Indeed, adding "efi=no-rs" allowed to boot successfully in EFI mode (thank you!), though with less messages being output to screen, so I assume you are right. Could you please give any hint on how to pinpoint the firmware bug so I report that issue to Dell?
Comment 9 Jan Beulich 2016-03-16 16:37:39 UTC
(In reply to Anton Samsonov from comment #8)

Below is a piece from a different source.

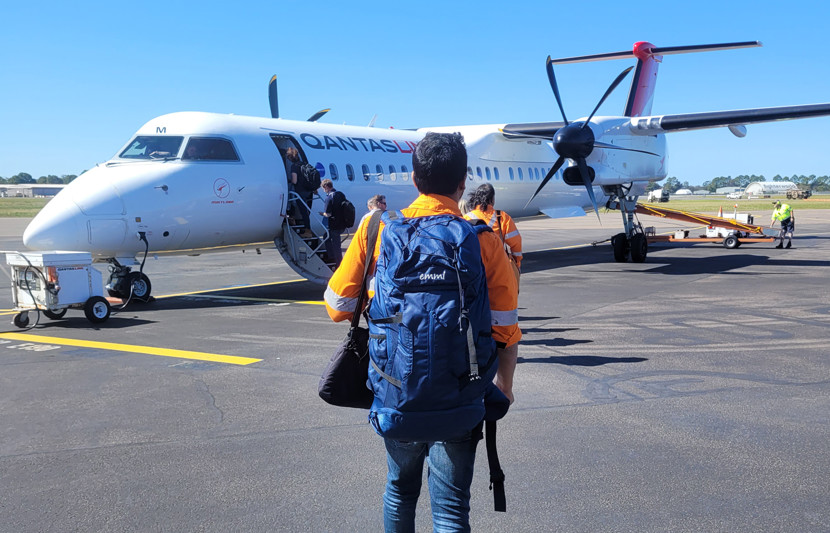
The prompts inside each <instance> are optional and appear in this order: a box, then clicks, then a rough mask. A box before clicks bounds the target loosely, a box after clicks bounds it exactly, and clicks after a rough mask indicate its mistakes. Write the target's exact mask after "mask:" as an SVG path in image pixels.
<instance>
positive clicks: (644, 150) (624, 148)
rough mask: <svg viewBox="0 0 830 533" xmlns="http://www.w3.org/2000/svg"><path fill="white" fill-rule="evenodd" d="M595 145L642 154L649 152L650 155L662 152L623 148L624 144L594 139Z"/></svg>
mask: <svg viewBox="0 0 830 533" xmlns="http://www.w3.org/2000/svg"><path fill="white" fill-rule="evenodd" d="M594 147H596V148H609V149H611V150H625V151H626V152H640V153H641V154H648V155H656V156H658V157H659V155H660V154H655V153H654V152H648V151H646V150H637V149H636V148H623V147H622V146H614V145H613V144H608V143H603V142H599V141H594Z"/></svg>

> Could you please give any hint on how to pinpoint the firmware bug so
> I report that issue to Dell?

Well, I expect the location in efi_rs_enter that the stack trace shows to point past the call instruction invoking the firmware function. Anything down the call tree is a firmware bug (maybe unless we called it with bogus arguments, but we pretty certainly don't as things work on good firmware, and even with bad arguments I'd much rather expect an error indicator to be returned, or at worst a page fault from accessing bad data, but surely not a branch to NULL [or something very close to NULL]). Also the address at the top of the stack points into firmware - I would guess that's pointing past a call instruction which does that actual transfer to (almost) NULL.